We have the same Holy Scriptures, which continue to be the Sword of the Spirit wherever used and believed. The difference today is that we have a fuller revelation of divine truth than did the early disciples. They had only the Old Testament, and to this they referred for authority and for what they knew to be divine truth. We have the Old and the New Testaments, in which is revealed the Christ, faith in whom has brought salvation to all who believe.
We have the same privilege and power of prayer—direct communication with the throne of grace, where there is help, guidance, and blessing for all who seek it.
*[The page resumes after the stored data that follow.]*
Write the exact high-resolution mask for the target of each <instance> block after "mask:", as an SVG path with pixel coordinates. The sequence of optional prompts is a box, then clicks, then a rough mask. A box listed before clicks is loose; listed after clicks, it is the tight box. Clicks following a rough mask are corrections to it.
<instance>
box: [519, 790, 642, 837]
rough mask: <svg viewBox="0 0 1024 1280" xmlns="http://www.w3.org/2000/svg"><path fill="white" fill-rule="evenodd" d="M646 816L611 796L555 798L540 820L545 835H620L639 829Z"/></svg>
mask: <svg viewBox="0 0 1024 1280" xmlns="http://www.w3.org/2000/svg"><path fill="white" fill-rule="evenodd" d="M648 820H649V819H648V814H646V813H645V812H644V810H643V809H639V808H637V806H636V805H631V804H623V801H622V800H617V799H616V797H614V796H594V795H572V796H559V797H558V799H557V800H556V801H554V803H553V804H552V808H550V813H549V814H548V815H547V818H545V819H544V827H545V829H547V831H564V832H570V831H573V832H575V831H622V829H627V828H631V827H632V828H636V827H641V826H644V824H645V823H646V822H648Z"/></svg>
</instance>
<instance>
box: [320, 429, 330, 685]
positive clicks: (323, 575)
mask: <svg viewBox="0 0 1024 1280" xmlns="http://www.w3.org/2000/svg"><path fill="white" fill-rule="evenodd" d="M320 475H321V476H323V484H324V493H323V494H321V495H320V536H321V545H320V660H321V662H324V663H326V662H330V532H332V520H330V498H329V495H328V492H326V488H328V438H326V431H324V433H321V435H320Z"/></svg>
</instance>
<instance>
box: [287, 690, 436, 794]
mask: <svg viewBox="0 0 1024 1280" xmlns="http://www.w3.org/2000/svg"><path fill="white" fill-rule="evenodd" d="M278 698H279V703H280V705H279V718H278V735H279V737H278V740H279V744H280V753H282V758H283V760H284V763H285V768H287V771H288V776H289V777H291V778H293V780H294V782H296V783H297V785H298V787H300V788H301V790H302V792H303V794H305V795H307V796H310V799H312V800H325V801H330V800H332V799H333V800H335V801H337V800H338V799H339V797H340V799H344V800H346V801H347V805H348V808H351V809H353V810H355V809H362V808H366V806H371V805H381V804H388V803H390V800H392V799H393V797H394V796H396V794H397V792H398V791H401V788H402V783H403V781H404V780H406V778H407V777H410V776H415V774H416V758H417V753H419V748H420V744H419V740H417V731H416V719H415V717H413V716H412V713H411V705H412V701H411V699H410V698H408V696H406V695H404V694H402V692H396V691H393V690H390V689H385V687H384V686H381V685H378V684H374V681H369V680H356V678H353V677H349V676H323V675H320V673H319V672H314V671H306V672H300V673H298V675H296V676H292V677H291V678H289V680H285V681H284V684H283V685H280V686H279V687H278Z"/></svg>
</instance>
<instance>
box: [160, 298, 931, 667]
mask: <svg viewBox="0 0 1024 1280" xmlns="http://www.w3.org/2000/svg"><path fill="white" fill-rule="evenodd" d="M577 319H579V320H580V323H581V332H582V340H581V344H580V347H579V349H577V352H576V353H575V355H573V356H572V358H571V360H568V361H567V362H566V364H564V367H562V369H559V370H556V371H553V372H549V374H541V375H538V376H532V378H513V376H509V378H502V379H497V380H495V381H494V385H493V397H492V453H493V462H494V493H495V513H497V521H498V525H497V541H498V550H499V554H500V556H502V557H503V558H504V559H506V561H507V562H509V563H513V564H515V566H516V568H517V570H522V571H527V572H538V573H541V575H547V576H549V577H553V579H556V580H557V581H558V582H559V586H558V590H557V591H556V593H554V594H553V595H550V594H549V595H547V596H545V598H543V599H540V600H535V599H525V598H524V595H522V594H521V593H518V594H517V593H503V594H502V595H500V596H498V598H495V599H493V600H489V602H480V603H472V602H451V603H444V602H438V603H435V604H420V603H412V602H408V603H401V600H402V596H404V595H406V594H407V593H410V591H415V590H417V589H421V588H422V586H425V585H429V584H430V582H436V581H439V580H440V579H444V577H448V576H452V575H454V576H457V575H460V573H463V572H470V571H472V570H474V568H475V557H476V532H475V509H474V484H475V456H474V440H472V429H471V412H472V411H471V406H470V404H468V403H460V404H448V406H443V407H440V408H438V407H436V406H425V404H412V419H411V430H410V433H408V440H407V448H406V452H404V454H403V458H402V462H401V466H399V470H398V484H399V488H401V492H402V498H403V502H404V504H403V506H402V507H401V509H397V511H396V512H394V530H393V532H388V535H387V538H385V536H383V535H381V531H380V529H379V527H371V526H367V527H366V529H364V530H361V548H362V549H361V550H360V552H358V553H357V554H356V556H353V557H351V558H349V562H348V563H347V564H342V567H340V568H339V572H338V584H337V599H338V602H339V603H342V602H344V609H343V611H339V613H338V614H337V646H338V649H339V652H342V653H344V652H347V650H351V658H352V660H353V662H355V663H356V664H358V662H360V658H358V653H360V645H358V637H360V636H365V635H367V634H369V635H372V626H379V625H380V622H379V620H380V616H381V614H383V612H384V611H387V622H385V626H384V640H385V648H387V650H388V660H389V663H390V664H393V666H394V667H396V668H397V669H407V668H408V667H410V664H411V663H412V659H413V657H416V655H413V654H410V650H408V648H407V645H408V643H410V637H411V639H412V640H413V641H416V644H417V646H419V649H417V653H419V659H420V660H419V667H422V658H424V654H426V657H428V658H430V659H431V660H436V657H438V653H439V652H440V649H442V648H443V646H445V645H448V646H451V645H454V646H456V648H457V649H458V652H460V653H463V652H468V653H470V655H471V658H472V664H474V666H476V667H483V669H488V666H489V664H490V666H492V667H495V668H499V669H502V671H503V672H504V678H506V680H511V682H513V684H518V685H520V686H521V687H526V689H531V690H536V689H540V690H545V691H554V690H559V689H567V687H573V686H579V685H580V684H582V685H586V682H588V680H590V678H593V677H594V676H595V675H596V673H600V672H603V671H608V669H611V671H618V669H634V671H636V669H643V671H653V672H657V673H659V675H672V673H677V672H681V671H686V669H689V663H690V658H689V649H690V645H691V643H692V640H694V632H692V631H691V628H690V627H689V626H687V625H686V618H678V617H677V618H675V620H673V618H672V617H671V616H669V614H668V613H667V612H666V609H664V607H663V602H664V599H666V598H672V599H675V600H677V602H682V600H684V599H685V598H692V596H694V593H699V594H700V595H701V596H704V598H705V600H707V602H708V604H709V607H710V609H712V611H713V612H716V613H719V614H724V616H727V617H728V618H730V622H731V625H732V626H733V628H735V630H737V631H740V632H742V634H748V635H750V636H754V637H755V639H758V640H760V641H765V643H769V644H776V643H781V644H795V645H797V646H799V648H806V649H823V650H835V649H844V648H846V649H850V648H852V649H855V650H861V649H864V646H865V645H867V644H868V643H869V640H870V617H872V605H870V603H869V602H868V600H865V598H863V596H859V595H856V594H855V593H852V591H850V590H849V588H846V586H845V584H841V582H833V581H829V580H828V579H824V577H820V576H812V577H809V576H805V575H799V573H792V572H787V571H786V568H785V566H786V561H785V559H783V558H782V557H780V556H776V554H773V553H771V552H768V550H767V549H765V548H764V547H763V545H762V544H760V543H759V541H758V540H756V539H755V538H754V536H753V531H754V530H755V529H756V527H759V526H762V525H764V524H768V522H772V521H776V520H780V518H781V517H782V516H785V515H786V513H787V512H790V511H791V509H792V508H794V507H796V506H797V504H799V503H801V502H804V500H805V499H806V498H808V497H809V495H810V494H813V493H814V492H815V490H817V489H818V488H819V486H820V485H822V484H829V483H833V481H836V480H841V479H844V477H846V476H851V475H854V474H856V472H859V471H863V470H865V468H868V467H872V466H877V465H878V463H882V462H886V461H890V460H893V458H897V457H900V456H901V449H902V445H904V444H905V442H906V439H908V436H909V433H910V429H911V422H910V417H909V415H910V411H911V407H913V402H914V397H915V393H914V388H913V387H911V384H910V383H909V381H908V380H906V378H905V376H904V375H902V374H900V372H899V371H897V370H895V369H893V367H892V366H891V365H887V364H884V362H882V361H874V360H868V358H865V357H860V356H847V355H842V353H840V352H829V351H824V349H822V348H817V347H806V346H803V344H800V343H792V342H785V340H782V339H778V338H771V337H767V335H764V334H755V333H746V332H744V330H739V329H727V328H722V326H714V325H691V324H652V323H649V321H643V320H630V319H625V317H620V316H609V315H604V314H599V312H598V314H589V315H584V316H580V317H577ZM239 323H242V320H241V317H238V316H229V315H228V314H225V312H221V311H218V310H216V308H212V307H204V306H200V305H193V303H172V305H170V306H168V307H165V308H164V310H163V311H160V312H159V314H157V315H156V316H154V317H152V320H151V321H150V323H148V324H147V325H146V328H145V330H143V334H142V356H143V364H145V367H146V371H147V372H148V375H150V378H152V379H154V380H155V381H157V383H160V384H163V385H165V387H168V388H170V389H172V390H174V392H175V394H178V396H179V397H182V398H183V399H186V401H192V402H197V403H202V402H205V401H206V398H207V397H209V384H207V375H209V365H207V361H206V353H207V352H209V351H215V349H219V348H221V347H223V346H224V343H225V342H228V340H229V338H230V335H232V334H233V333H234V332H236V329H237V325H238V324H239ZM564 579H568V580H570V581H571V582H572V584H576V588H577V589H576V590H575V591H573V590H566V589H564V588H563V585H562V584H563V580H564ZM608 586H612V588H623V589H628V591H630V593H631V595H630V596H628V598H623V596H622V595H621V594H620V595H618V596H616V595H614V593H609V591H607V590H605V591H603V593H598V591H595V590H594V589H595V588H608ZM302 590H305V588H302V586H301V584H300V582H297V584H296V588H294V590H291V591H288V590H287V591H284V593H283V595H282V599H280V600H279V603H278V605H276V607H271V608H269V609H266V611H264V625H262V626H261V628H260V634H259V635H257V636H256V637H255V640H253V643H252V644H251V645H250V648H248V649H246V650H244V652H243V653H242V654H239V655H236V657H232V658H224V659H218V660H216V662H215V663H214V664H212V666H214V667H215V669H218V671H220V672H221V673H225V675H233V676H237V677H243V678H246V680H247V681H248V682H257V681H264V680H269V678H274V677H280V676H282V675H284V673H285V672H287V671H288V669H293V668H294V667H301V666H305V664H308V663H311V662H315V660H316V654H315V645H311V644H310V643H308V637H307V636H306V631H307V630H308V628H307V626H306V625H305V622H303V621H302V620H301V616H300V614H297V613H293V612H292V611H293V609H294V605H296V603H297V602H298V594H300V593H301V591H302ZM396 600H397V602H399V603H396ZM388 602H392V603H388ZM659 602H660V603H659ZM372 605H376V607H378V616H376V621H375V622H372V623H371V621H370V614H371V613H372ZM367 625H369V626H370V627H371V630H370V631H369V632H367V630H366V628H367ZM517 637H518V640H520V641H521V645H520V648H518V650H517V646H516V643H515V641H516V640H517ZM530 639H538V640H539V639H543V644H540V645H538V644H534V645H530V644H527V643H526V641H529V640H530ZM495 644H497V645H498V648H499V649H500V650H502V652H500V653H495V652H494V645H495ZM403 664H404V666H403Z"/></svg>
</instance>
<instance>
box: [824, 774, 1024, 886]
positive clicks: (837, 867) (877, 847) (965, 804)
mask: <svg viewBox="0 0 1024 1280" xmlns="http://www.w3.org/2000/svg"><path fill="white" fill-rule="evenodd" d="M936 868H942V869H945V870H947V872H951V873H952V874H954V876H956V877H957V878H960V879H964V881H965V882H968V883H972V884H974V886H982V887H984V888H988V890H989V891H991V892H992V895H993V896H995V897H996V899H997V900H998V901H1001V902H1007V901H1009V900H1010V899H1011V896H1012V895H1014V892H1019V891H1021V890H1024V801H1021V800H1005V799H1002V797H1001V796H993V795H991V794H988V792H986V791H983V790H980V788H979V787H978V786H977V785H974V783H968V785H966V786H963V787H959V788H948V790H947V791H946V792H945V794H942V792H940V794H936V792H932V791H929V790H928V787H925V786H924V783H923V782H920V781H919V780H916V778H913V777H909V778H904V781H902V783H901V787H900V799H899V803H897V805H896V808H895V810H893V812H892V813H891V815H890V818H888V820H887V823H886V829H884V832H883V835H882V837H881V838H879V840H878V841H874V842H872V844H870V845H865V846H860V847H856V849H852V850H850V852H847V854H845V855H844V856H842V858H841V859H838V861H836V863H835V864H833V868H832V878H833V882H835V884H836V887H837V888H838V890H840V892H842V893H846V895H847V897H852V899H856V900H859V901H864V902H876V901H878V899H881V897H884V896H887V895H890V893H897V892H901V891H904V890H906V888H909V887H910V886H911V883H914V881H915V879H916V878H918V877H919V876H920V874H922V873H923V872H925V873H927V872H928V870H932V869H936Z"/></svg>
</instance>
Since we, like those men who went out to shake the world for Jesus Christ, have all these assets, why has the cause of world evangelization lagged? The inevitable conclusion is that we are not making use of what God has provided. Weak in faith, distracted by world conditions, sophisticated to the point of disdaining the simplicity of the first-century approach (sometimes even feeling, perhaps, that we need not heed our Lord’s command to preach the Gospel to all nations because “people are already saved”), we are guilty of disobedience, or of unwillingness to give our all to Christ and go out as he commanded to tell men that Christ has the answer to personal needs as well as those of the entire world.
It can be done. With the assets we have from God, it can be done.